Está igual en Python

In [None]:
val df_sfo = spark.sql("SELECT date, delay, origin, destination FROM us_delay_flights_tbl WHERE origin = 'SFO'")

val df_jfk = spark.sql("SELECT date, delay, origin, destination FROM us_delay_flights_tbl WHERE origin = 'JFK'")

In [None]:
df_sfo.createOrReplaceGlobalTempView("us_origin_airport_SFO_global_tmp_view")
df_jfk.createOrReplaceTempView("us_origin_airport_JFK_tmp_view")
spark.read.table("us_origin_airport_JFK_tmp_view")

In [None]:
spark.catalog.dropTempView("us_origin_airport_JFK_tmp_view")
spark.catalog.dropGlobalTempView("us_origin_airport_SFO_global_tmp_view")

## Viewing the Metadata

In [None]:
spark.catalog.listDatabases()
spark.catalog.listTables()
spark.catalog.listColumns("us_delay_flights_tbl")

## Reading Tables into DataFrames


Let’s assume you have an existing database, learn_spark_db, and table, us_delay_flights_tbl, ready for use

In [None]:
val usFlightsDF = spark.sql("SELECT * FROM us_delay_flights_tbl")
val usFlightsDF2 = spark.table("us_delay_flights_tbl")

In [None]:
usFlightsDF.show()

## DataFrameReader

It has a defined format and a recommended pattern for usage:

DataFrameReader.format(args).option("key", "value").schema(args).load()

In [None]:
// Use Parquet
val file = "C:/Users/sara.arribas/Downloads/Ejemplos_Spark/summary-data/parquet/2010-summary.parquet"
//file.write.format("parquet").save(parquetPath)

In [None]:
val df = spark.read.format("parquet").option("path",file).load()

In [None]:
// Use Parquet; you can omit format("parquet") if you wish as it's the default
val df2 = spark.read.load(file)

In [None]:
// Use CSV
val df3 = spark.read.format("csv")
 .option("inferSchema", "true")
 .option("header", "true")
 .option("mode", "PERMISSIVE")
 .load("C:/Users/sara.arribas/Downloads/Ejemplos_Spark/summary-data/csv/*")

In [None]:
// Use JSON
val df4 = spark.read.format("json")
 .load("C:/Users/sara.arribas/Downloads/Ejemplos_Spark/summary-data/json/*")

### DataFrameWriter

In [None]:
// Ejemplo
//val location = ...
//df.write.format("json").mode("overwrite").save(location)


## Parquet

### Reading Parquet files into a DataFrame

In [None]:
val file = "C:/Users/sara.arribas/Downloads/Ejemplos_Spark/summary-data/parquet/2010-summary.parquet/"
val df = spark.read.format("parquet").load(file)

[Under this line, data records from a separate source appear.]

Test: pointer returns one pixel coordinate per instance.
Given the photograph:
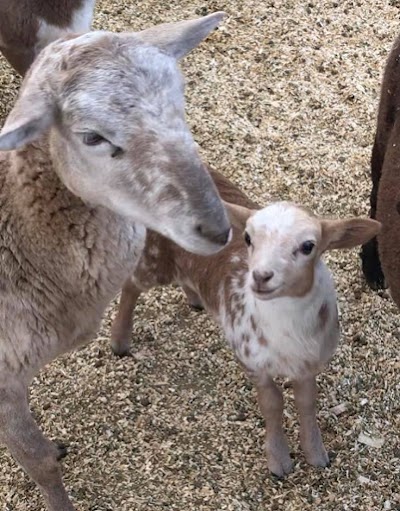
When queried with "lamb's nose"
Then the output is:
(260, 277)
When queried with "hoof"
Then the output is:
(196, 307)
(62, 450)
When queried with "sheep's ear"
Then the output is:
(238, 215)
(178, 39)
(347, 233)
(32, 115)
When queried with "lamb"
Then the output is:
(380, 256)
(90, 166)
(27, 26)
(274, 299)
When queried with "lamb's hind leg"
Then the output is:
(121, 330)
(305, 395)
(37, 455)
(270, 400)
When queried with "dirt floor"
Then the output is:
(282, 99)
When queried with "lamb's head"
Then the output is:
(285, 242)
(114, 106)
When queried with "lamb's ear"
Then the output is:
(178, 39)
(347, 233)
(238, 215)
(32, 115)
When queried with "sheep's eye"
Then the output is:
(307, 247)
(117, 152)
(91, 138)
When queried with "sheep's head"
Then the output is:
(285, 241)
(114, 105)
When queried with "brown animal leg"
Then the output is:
(121, 329)
(305, 395)
(193, 299)
(36, 454)
(371, 265)
(20, 60)
(270, 400)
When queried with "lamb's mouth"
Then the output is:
(264, 294)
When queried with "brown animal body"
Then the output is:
(381, 256)
(27, 26)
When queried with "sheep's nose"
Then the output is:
(260, 277)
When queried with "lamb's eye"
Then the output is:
(91, 138)
(307, 247)
(247, 239)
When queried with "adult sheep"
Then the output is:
(381, 256)
(98, 150)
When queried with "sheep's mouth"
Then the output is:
(264, 294)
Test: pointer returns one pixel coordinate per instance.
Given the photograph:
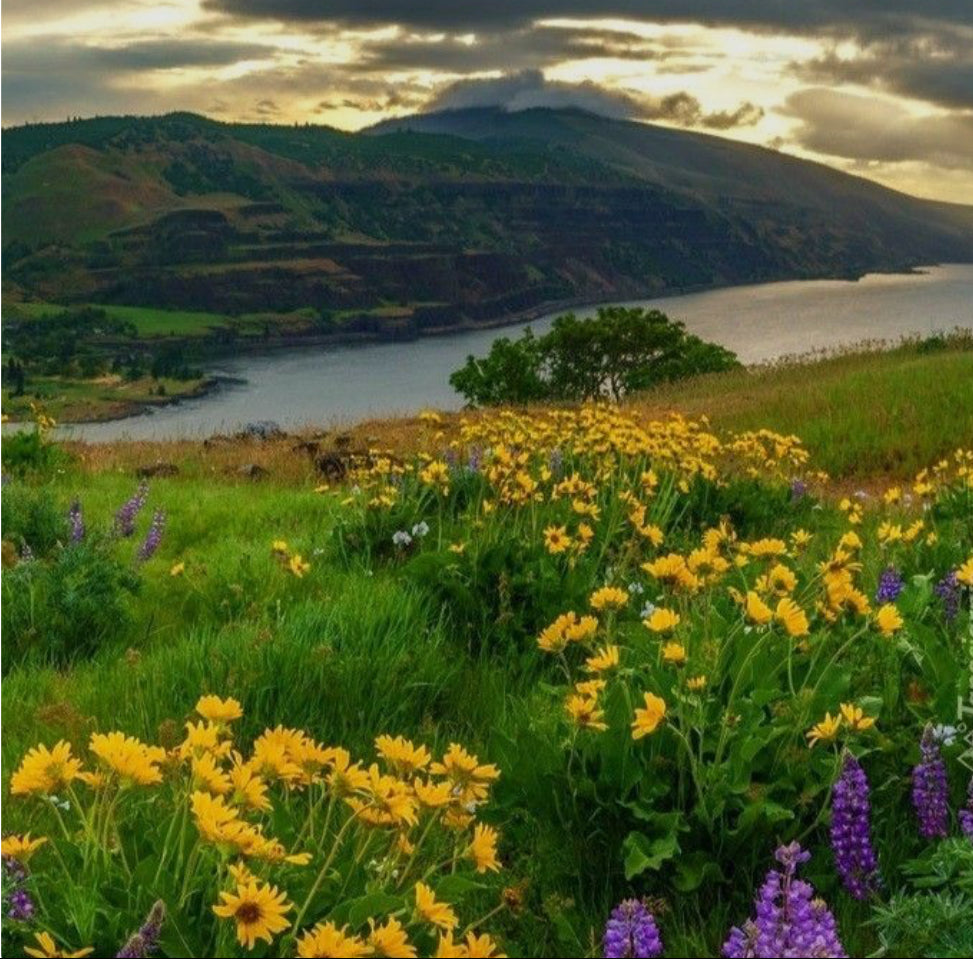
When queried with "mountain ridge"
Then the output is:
(478, 215)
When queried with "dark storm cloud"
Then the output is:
(867, 17)
(863, 128)
(529, 88)
(937, 67)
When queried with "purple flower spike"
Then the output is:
(890, 586)
(930, 789)
(129, 510)
(76, 519)
(146, 941)
(851, 838)
(966, 815)
(154, 536)
(631, 932)
(788, 919)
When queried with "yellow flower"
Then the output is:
(647, 720)
(21, 848)
(402, 754)
(390, 940)
(483, 848)
(674, 653)
(556, 539)
(824, 731)
(662, 620)
(888, 619)
(608, 598)
(218, 710)
(298, 565)
(47, 948)
(434, 912)
(258, 910)
(757, 610)
(130, 759)
(44, 771)
(606, 658)
(792, 617)
(584, 712)
(326, 940)
(855, 717)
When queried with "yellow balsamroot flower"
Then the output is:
(433, 911)
(218, 710)
(47, 948)
(888, 619)
(433, 795)
(824, 731)
(45, 771)
(605, 659)
(674, 653)
(390, 940)
(556, 539)
(326, 939)
(258, 910)
(249, 789)
(647, 720)
(608, 598)
(662, 620)
(466, 773)
(129, 758)
(405, 757)
(792, 617)
(756, 610)
(584, 712)
(21, 848)
(298, 565)
(855, 717)
(474, 947)
(483, 849)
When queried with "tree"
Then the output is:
(614, 353)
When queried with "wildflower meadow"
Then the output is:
(558, 682)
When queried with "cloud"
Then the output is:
(527, 89)
(864, 17)
(868, 129)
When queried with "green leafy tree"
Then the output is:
(614, 353)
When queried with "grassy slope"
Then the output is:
(350, 653)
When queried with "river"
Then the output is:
(325, 386)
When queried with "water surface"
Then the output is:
(329, 385)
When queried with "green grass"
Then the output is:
(860, 414)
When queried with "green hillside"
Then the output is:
(450, 219)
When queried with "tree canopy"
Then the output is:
(616, 352)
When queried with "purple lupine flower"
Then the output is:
(18, 903)
(948, 590)
(154, 536)
(890, 586)
(76, 519)
(788, 919)
(851, 838)
(129, 510)
(966, 814)
(631, 932)
(143, 943)
(930, 789)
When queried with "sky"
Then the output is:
(879, 88)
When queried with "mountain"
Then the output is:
(431, 221)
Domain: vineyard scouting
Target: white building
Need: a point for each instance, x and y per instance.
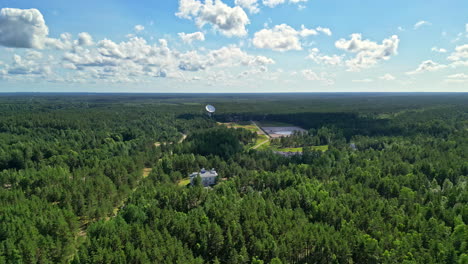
(208, 178)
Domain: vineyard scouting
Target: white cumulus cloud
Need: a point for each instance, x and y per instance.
(368, 53)
(274, 3)
(85, 39)
(229, 21)
(189, 38)
(251, 5)
(22, 28)
(438, 50)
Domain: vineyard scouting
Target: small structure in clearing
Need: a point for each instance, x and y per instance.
(277, 132)
(208, 178)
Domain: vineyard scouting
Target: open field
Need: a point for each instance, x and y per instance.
(184, 182)
(281, 131)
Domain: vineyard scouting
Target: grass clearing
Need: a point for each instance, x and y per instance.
(184, 182)
(273, 124)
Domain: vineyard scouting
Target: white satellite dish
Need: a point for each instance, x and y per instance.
(211, 109)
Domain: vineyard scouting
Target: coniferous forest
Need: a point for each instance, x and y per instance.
(99, 178)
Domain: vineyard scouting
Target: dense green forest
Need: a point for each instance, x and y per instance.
(95, 178)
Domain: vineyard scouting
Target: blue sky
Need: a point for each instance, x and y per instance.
(233, 46)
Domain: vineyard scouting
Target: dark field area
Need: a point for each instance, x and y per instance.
(102, 178)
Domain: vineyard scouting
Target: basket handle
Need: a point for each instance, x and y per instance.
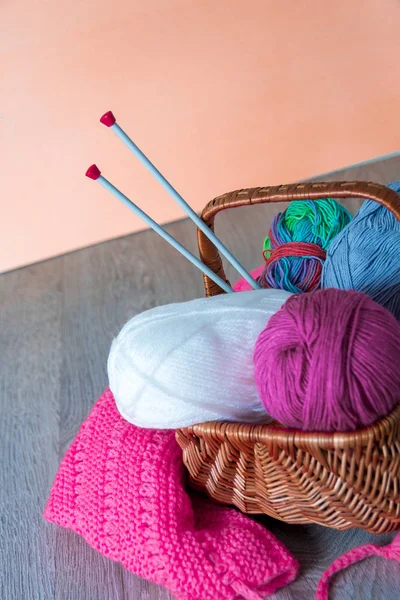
(283, 193)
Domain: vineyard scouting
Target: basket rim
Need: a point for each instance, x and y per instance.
(274, 432)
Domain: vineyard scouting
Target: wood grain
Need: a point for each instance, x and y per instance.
(57, 320)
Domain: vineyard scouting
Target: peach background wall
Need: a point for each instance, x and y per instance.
(220, 94)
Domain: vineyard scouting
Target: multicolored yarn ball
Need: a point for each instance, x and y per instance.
(329, 361)
(295, 249)
(365, 256)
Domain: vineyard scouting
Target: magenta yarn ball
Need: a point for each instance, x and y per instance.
(329, 361)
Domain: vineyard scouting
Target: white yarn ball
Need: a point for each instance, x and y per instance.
(181, 364)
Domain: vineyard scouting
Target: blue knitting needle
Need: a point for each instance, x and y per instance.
(109, 120)
(94, 173)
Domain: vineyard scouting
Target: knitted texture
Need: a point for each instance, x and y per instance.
(122, 489)
(391, 551)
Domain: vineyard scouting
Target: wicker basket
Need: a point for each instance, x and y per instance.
(339, 480)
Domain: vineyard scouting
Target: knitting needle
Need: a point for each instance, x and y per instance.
(94, 173)
(109, 120)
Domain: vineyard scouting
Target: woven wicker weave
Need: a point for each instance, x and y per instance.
(339, 480)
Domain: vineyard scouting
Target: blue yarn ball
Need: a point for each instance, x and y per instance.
(365, 256)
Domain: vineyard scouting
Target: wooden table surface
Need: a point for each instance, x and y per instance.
(57, 320)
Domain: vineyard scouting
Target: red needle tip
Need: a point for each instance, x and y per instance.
(108, 119)
(93, 172)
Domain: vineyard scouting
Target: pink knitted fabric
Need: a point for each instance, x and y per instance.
(391, 551)
(242, 286)
(122, 489)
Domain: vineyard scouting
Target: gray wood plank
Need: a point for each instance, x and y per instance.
(57, 320)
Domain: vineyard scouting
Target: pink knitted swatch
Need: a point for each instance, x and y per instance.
(391, 551)
(122, 489)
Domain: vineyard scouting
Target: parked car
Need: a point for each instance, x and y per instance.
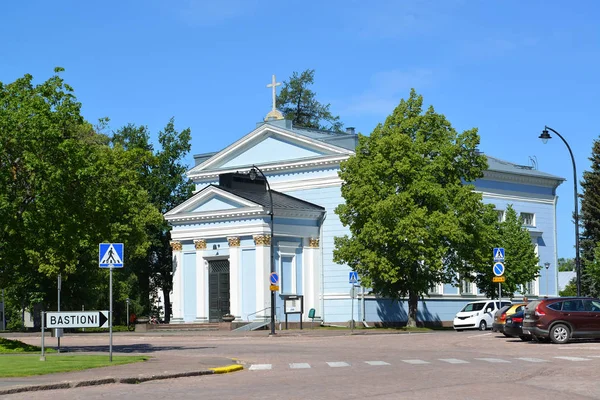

### Reading Parquet files into a Spark SQL table

In [None]:
spark.sql("SELECT * FROM us_delay_flights_tbl").show()

### Writing DataFrames to Parquet files

In [None]:
df.write.format("parquet")
 .mode("overwrite")
 .option("compression", "snappy")
 .save("/tmp/data/parquet/df_parquet")

### Writing DataFrames to Spark SQL tables

In [None]:
df.write
 .mode("overwrite")
 .saveAsTable("us_delay_flights_tbl")

## JSON

### Reading a JSON file into a DataFrame

In [None]:
val file = "C:/Users/sara.arribas/Downloads/Ejemplos_Spark/summary-data/json/*"
val df = spark.read.format("json").load(file)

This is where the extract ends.